KANGXI PERIOD, WITH CYCLICAL DATE, GUISI, CORRESPONDING TO 1713

Details
A VERY RARE LARGE DATED BLUE AND WHITE YENYEN VASE
KANGXI PERIOD, WITH CYCLICAL DATE, GUISI, CORRESPONDING TO 1713
The central section with a large quadrilobed panel painted with a scene from the 'Later Ode to the Red Cliff', depicting a group of scholars seated on a canopied boat enjoying a game of weiqi while their attendants serve tea, with misty mountains in the background and a crane in flight above, the reverse with a long inscription dated to the guisi year, the trumpet-form neck decorated with a mountainous riverscape, with a scholar pointing to the landscape, while his attendant stands beside him, and another scholar accompanied by his attendant carrying a qin travels along a footpath to meet him
29½ in. (74.8 cm.) high
Provenance
The Estate of Countess Moira Rossi di Montelera and Beneficiaries; Christie's, London, 21 April 2005, lot 12.

Lot Essay

This vase is very unusual in bearing a cyclical date. The text on this vase is the 'Later Ode to the Red Cliff' composed in 1082 by Su Shi (1036-1101). There is an added poem at the end of the text composed by the inscriber, Li Wenhuan, with a dedication to a certain Mr. Ziduan by the younger contemporary.
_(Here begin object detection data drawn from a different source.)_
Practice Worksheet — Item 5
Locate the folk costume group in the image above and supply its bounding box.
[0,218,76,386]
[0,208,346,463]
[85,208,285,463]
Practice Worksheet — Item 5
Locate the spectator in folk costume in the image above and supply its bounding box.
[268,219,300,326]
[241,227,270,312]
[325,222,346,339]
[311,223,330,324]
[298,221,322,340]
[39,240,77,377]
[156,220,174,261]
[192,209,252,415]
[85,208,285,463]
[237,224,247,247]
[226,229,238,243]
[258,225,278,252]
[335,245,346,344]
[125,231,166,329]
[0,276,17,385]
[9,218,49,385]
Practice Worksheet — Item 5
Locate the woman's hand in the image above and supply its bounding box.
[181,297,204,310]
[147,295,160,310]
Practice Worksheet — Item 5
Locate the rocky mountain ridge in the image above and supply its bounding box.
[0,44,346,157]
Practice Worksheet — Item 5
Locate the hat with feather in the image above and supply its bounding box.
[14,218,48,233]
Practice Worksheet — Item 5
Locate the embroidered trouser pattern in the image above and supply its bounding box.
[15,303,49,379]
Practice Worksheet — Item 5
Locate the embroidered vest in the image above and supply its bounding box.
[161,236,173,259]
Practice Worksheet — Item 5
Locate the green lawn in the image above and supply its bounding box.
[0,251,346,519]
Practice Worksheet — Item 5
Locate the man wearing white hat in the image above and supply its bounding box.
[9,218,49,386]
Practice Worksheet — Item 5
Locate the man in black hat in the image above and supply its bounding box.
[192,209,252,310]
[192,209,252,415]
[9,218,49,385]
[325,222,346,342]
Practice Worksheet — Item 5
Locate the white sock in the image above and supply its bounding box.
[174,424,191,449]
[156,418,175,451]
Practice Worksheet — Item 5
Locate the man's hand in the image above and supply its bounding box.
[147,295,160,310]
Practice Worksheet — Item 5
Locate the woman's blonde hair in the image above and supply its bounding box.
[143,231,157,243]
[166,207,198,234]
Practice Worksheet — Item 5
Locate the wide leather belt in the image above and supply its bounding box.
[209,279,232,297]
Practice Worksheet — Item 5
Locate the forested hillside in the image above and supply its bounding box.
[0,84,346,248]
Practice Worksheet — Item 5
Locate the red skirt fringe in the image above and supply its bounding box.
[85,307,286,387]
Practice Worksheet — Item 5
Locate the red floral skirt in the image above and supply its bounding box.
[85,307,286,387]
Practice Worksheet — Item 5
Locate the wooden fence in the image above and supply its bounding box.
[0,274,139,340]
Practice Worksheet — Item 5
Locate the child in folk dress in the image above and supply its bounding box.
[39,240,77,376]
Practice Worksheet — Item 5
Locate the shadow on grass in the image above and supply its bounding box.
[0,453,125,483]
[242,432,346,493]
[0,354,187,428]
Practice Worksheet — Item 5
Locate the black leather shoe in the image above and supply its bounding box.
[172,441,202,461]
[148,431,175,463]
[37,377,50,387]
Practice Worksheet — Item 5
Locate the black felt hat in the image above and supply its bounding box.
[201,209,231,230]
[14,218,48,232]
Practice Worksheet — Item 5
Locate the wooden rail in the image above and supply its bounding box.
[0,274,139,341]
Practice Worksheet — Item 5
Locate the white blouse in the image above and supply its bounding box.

A beaker vase also inscribed with the 'Later Ode to the Red Cliff' in the Palace Museum, Beijing, is illustrated in The Complete Collection of Treasures of the Palace Museum - 36 - Blue and White Porcelain with Underglazed Red (III), Hong Kong, 2000, no. 32. A more common example is of tapering square shape, and inscribed on two sides with both the 'Former' and the 'Later Ode to the Red Cliff', such as the one in the Shanghai Museum, illustrated in Kangxi Porcelain Ware from the Shanghai Museum Collection, Hong Kong, 1998, p. 42, no. 31.

Three other examples of massive yenyen vases with landscape designs include one formerly from the Eugene O. Perkins collection, measuring 30¾ in. (78.1 cm.) high, sold in these rooms, 2 June 1989, lot 48; one illustrated by A. du Boulay, Christie's Pictorial History of Chinese Ceramics, New Jersey, 1984, p. 197 (no. 9); and another in the Palace Museum, Beijing, illustrated in Qing Shunzhi Kangxi chao qinghuaci (Selected Chinese Ceramics from the Palace Museum (vol. 1): Blue and White Ceramics in Shunzhi and Kangxi Periods), Beijing, 2005, p. 480, no. 310.